Aqua Beach offers late-night breakfast

Aqua Beach on the Seven Mile Beach
strip will be offering a breakfast menu starting Friday, 17 September.

Rather than opening early, said
shareholder Canover Watson, the bar will now be serving its normal menu until
10pm, and then breakfast food between 11pm and 4am. Under the terms of its current
dual bar and restaurant licenses, the bar will stop serving alcohol at 1am.

“It’s the challenge of the times;
necessity is the mother of all invention. We were looking for a way to
capitalise on our restaurant license and we have a captive audience… right on
the strip at Seven Mile Beach with proximity to everything that’s happening,”
said Mr. Watson. “We’re being as creative as we can to try and maximise our

“It’s going to be every night and
it’s basically a Denny’s-type breakfast menu. There are some jerk stands [where
you can eat late] but nobody has an actual sit-down breakfast product.”

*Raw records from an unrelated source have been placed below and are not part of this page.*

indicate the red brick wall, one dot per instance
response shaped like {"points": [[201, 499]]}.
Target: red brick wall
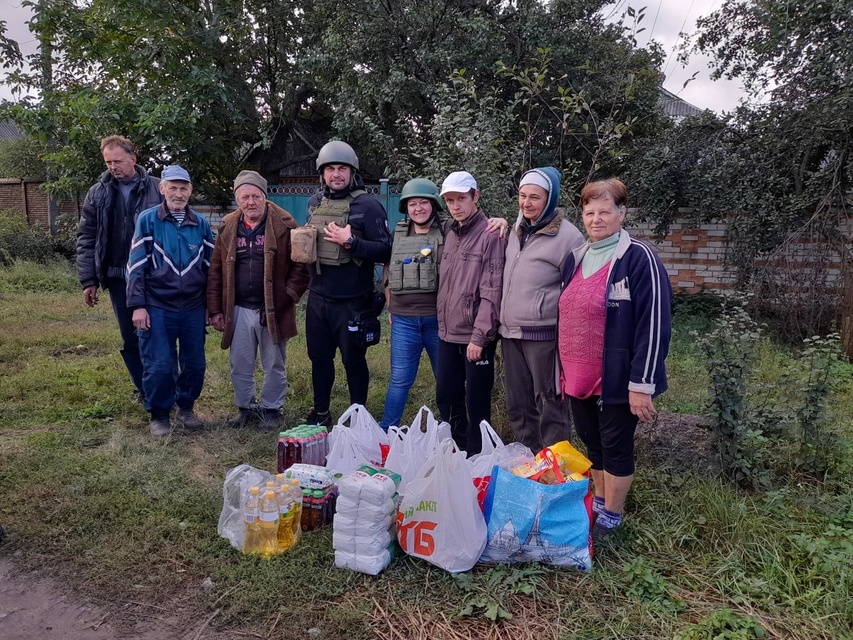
{"points": [[14, 192]]}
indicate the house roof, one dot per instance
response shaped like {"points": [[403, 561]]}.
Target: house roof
{"points": [[675, 107]]}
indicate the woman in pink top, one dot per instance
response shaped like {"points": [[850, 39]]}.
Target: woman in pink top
{"points": [[612, 339]]}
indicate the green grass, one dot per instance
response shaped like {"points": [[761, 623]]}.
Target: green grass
{"points": [[131, 523]]}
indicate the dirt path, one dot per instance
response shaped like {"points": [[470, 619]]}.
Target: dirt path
{"points": [[34, 608]]}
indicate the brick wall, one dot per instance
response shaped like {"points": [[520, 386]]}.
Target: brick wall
{"points": [[28, 198], [695, 257]]}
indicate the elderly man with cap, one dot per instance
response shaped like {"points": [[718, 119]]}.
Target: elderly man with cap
{"points": [[538, 246], [469, 298], [166, 284], [251, 297], [352, 237]]}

It’s been done partly in response
to current economic conditions as businesses seek to reposition themselves as
conditions have changed.

“In these times it’s becoming a bit
more challenging and tourist numbers are down. Our clientele tended to be
expatriates living on-island as a core local group and their numbers and the
demographics have diminished quite significantly,” he said.

“A lot of those people were in the
industry, and if tourism numbers are down there are no jobs for those people
who live and work here, and even in the professional sector a lot have left and
gone to other places, which has put a big strain [on businesses]. We had to
take a step back, reinvent ourselves and think about how we diversify in order
to make our product more attractive.”

Mr. Watson added that there will be
weekly theme nights, including a regular schedule of live music.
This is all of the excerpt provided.